I'll check a bit further this direction then. This is so much trouble, I can't even understand how they overlooked this.
Got it to work.
It was indeed ê
.
I copied another ê
displayed in the Finder, and used it in my app.
Apparently, ê
isn't supported by codesign, but ê
is.
Should have figured this out 🙃
It is now working.
@yoannmoinet I was able to reproduce the error with a ć
as well. (I will post a link to a simplified version very soon.) Probably with the current set up--High Sierra--it's better to sign with ASCII compatible path names, though I think a build environment in Sierra should support distribution of signed apps in High Sierra?

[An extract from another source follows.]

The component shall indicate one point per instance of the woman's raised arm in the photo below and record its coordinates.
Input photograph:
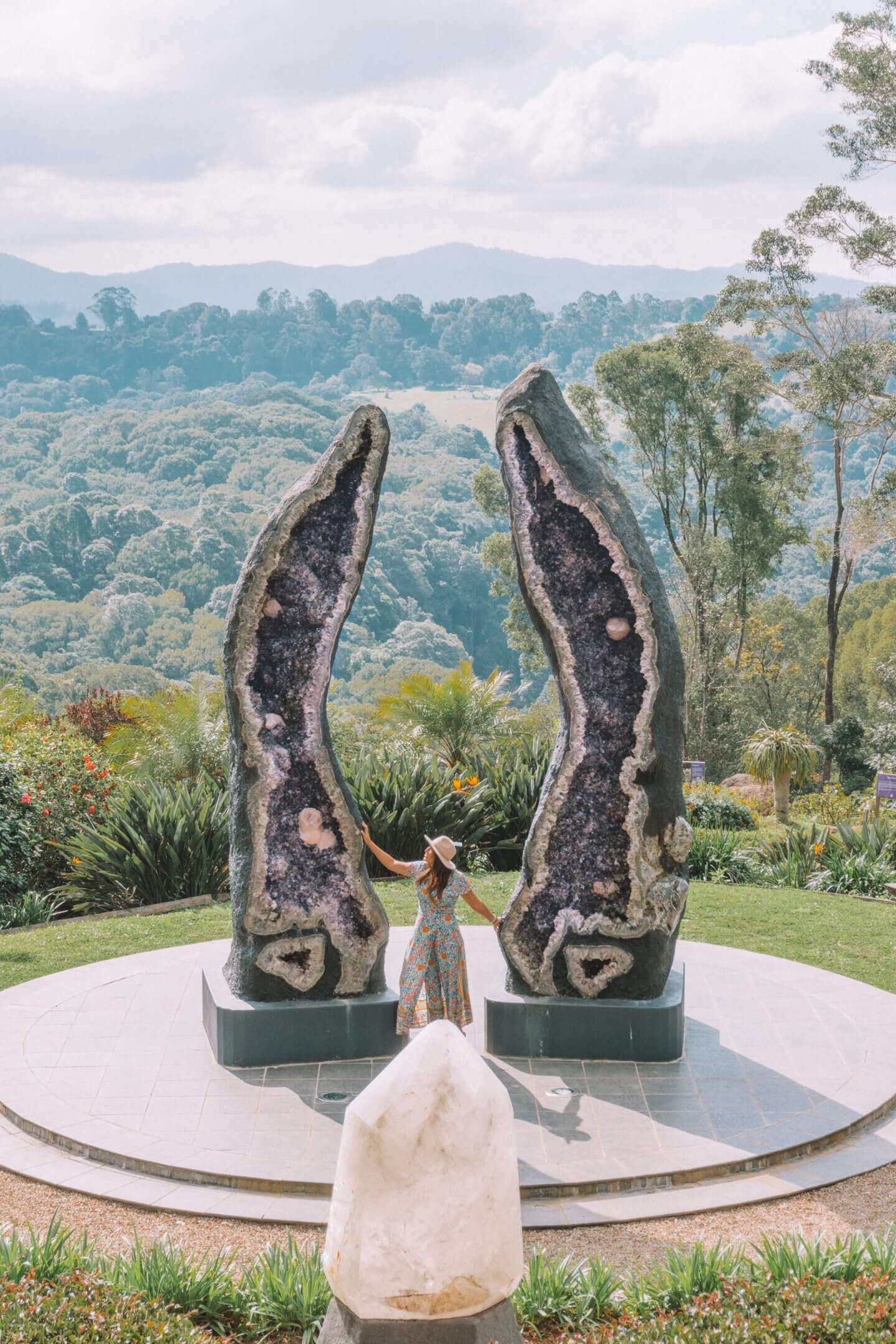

@yoannmoinet I've posted the reproduction here: reproduce-155. I think the issue boils down to the unicode string passed into codesign
: The failing case with ê
is <c3 aa>
, whereas the working one is <65 cc 82>
(more like combining a few emojis to a symbol.) ~~So far I believe the latter is better supported in APFS.~~ So by copying the name directly from Finder and pasting it as the app name the issue is resolved.
I think we can introduce a patch to address the unicode encoding issue?
Some insights from an Apple discussion: https://discussions.apple.com/thread/4714392
Amend: Also some insights here: https://eclecticlight.co/2017/04/06/apfs-is-currently-unusable-with-most-non-english-languages/
@sethlu awesome stuff.
Copying from the Finder is indeed what I did to fix my issue. But how do you see a patch for this? I'm not that fluent in encoding matters unfortunately 😞 , at least for now.
Thank you very much for your support though, without your link to the eclecticlight post, I wouldn't have found the solution.
Should we re-open the issue?
@yoannmoinet No worries! 👍 And I'm not very sure... But I'll find some time to try to devise a workaround for unicode normalization. Let's keep the issue open for some time until a fix is available.
You're a lifesafer! Copying the characters from finder solved the same issue for me.